10. Ultrasonic transducer according to one of the preceding claims, characterized in that the metallic layer on the end face (8) and / or on this end face (8) part of a multilayer metallic coating (4a, 4b), wherein a first layer arranged on the plastic has 5-100 nm and comprises a second layer of 350-3000 nm. 1 1. Ultrasonic transducer according to one of the preceding claims, characterized in that between the housing wall (3a) made of plastic and a first layer of the metallic coating (4a, 4b) is provided a conductive ink.

12. Ultrasonic transducer according to one of the preceding claims, characterized in that the housing wall (3a) or the housing portion of a conductive

Plastic exist.

13. Ultrasonic transducer according to claim 5, characterized in that the housing (1 a) of the ultrasonic transducer (1) is constructed in several parts, wherein the cap (3) with a support sleeve (2) for fixing the ultrasonic transducer (1) in the wall of a

 Measuring tube or a container is connected, wherein the connection is made via a soft solder.

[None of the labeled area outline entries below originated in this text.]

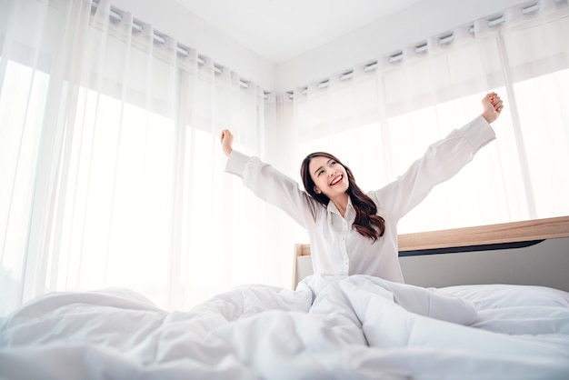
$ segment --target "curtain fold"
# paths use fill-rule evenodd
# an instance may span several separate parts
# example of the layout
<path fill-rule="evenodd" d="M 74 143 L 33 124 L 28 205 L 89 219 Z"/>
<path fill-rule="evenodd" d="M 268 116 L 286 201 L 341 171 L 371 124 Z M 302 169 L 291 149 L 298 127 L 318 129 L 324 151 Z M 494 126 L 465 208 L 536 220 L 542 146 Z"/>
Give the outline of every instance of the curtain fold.
<path fill-rule="evenodd" d="M 287 275 L 247 264 L 265 207 L 223 173 L 222 128 L 265 150 L 261 88 L 108 0 L 2 6 L 2 314 L 108 286 L 185 309 Z"/>

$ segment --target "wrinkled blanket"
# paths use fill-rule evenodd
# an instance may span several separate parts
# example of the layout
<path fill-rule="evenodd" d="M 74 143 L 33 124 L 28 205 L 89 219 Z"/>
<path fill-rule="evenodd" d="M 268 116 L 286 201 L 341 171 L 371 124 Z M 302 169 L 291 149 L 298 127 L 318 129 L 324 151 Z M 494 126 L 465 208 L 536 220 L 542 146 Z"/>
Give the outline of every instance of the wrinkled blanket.
<path fill-rule="evenodd" d="M 126 289 L 0 319 L 3 379 L 567 379 L 569 294 L 365 275 L 232 289 L 167 312 Z"/>

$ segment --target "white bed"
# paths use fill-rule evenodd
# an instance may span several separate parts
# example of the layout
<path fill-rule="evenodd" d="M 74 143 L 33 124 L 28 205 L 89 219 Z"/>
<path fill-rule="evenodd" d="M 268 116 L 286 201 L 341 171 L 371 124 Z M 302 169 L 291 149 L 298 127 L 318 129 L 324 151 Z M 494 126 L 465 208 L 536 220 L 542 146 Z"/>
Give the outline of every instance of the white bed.
<path fill-rule="evenodd" d="M 567 379 L 569 293 L 308 275 L 186 312 L 54 293 L 0 319 L 0 378 Z"/>

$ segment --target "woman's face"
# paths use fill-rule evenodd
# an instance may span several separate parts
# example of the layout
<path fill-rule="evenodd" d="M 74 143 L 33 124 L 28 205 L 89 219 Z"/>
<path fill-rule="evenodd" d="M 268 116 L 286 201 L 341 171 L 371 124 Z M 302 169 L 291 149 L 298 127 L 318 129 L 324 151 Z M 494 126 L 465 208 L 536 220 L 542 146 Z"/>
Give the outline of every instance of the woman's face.
<path fill-rule="evenodd" d="M 348 175 L 341 164 L 333 158 L 315 156 L 308 165 L 310 176 L 314 182 L 314 192 L 324 194 L 330 199 L 344 194 L 350 185 Z"/>

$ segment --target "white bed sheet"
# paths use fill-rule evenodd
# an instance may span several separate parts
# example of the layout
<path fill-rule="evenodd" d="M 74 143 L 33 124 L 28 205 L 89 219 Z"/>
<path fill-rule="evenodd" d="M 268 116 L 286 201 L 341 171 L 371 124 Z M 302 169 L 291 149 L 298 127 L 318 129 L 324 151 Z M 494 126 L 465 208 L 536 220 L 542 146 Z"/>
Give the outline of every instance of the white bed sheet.
<path fill-rule="evenodd" d="M 0 319 L 3 379 L 567 379 L 569 294 L 354 275 L 251 285 L 188 312 L 125 289 Z"/>

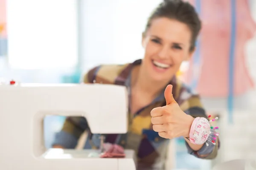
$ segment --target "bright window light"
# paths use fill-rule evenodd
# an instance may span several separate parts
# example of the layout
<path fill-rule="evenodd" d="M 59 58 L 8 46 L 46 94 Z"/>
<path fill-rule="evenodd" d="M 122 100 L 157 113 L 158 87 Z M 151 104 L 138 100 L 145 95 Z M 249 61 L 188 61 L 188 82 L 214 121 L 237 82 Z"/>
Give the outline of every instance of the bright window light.
<path fill-rule="evenodd" d="M 8 57 L 12 68 L 76 66 L 78 62 L 76 0 L 7 2 Z"/>

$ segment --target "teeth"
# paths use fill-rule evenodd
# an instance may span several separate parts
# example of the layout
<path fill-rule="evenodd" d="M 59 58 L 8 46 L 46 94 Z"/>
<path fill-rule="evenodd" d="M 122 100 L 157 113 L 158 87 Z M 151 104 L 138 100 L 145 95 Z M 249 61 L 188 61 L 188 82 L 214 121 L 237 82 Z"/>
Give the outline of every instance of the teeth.
<path fill-rule="evenodd" d="M 170 65 L 168 65 L 168 64 L 158 62 L 157 61 L 155 61 L 154 60 L 153 60 L 153 63 L 157 66 L 161 67 L 162 68 L 167 68 L 170 67 Z"/>

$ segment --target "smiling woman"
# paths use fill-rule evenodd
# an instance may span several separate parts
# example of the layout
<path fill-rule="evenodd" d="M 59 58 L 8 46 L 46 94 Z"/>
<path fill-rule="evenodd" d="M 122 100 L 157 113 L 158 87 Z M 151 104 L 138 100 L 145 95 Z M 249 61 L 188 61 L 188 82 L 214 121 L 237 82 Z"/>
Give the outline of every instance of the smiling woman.
<path fill-rule="evenodd" d="M 86 83 L 114 84 L 128 88 L 128 132 L 108 135 L 105 142 L 136 150 L 138 170 L 164 169 L 169 139 L 189 136 L 194 118 L 207 117 L 199 96 L 175 76 L 182 62 L 193 55 L 201 28 L 199 18 L 189 3 L 164 0 L 154 11 L 143 32 L 143 59 L 124 65 L 99 65 L 83 77 Z M 89 128 L 83 117 L 67 118 L 53 147 L 74 148 Z M 99 144 L 99 139 L 93 136 L 93 143 Z M 209 146 L 185 140 L 190 154 L 204 159 L 216 156 L 218 139 L 215 145 L 211 143 Z M 87 141 L 84 148 L 99 147 L 92 146 L 91 143 Z"/>

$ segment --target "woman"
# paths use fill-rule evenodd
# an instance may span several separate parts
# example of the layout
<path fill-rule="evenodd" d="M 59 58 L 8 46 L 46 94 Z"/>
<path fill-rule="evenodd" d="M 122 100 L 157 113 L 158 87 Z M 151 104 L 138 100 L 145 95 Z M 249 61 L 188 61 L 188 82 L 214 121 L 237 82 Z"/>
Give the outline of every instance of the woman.
<path fill-rule="evenodd" d="M 186 138 L 193 117 L 206 115 L 198 96 L 175 76 L 182 62 L 193 55 L 201 28 L 189 3 L 165 0 L 149 18 L 143 34 L 143 60 L 124 65 L 99 65 L 84 76 L 86 83 L 115 84 L 128 88 L 129 131 L 108 135 L 105 142 L 135 150 L 138 169 L 163 168 L 168 139 L 179 136 L 185 138 L 189 153 L 204 159 L 216 156 L 218 140 L 215 145 L 209 143 L 207 147 L 193 144 Z M 88 128 L 84 118 L 67 118 L 54 147 L 74 148 Z M 99 147 L 99 140 L 93 135 L 92 142 L 87 141 L 84 148 Z"/>

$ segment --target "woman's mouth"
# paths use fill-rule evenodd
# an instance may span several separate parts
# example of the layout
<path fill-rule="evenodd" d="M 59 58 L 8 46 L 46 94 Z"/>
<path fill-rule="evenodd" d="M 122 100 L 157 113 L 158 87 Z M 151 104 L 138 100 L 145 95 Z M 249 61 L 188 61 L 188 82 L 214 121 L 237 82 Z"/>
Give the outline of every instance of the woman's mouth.
<path fill-rule="evenodd" d="M 172 66 L 171 65 L 158 62 L 154 60 L 152 60 L 152 62 L 153 63 L 153 64 L 155 66 L 156 66 L 158 68 L 161 68 L 162 69 L 167 69 Z"/>

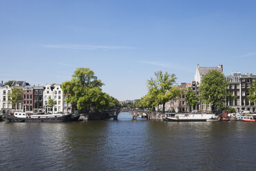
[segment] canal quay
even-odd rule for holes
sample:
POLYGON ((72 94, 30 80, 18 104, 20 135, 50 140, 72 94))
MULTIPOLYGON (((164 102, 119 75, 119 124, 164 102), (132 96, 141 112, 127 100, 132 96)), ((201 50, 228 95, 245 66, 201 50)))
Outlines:
POLYGON ((1 170, 255 170, 256 124, 0 123, 1 170))

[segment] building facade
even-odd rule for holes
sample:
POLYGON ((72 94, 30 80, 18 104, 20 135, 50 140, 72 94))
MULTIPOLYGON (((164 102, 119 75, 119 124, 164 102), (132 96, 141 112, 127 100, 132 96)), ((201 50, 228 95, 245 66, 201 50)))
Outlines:
POLYGON ((2 113, 11 113, 12 104, 8 103, 8 92, 11 92, 12 88, 9 86, 2 86, 0 87, 0 110, 2 113))
POLYGON ((33 88, 25 86, 23 88, 22 105, 23 111, 33 112, 33 88))
POLYGON ((43 91, 43 108, 45 112, 63 112, 63 94, 61 84, 46 84, 43 91), (54 100, 55 105, 53 109, 47 105, 49 98, 54 100), (52 111, 53 110, 53 111, 52 111))
POLYGON ((33 112, 43 112, 43 86, 33 87, 33 112))
POLYGON ((67 103, 65 99, 67 97, 66 94, 63 94, 63 112, 64 113, 72 113, 72 106, 70 103, 67 103))
POLYGON ((256 81, 256 75, 233 72, 231 75, 226 76, 226 79, 228 81, 228 91, 235 97, 228 100, 226 105, 234 108, 237 112, 256 112, 255 103, 250 103, 248 99, 250 84, 256 81))

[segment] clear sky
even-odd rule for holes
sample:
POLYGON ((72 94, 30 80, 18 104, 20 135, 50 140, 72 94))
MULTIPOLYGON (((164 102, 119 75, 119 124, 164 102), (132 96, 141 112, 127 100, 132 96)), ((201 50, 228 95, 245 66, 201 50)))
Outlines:
POLYGON ((177 83, 196 64, 256 74, 256 1, 0 1, 0 80, 61 83, 94 71, 118 100, 158 70, 177 83))

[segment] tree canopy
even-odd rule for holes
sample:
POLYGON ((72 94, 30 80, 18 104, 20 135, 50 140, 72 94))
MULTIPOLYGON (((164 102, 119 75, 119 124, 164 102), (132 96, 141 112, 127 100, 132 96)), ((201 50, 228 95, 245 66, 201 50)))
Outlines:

14. An ultrasonic flowmeter for determining the flow rate or the volume flow rate of a measuring medium (M) with a measuring tube (13) and at least two arranged along the measuring tube ultrasonic transducers (14A, 14B or 15A, 15B) according to claim 1, such that the ultrasonic transducer (14A , 14B, 15A, 15B) are partially in contact with the measuring medium (M). 15. Device for determining the level of a measuring medium (MI) in a container

(17), comprising the container (17), with an inner volume which is bounded by a container wall (17A), and an ultrasonic level gauge with at least one ultrasonic transducer (18) according to claim 1, which in the

 Container wall (17A) is fixed and wherein at least the said

 Housing portion of the ultrasonic transducer (18) protrudes into the inner volume of the container (17).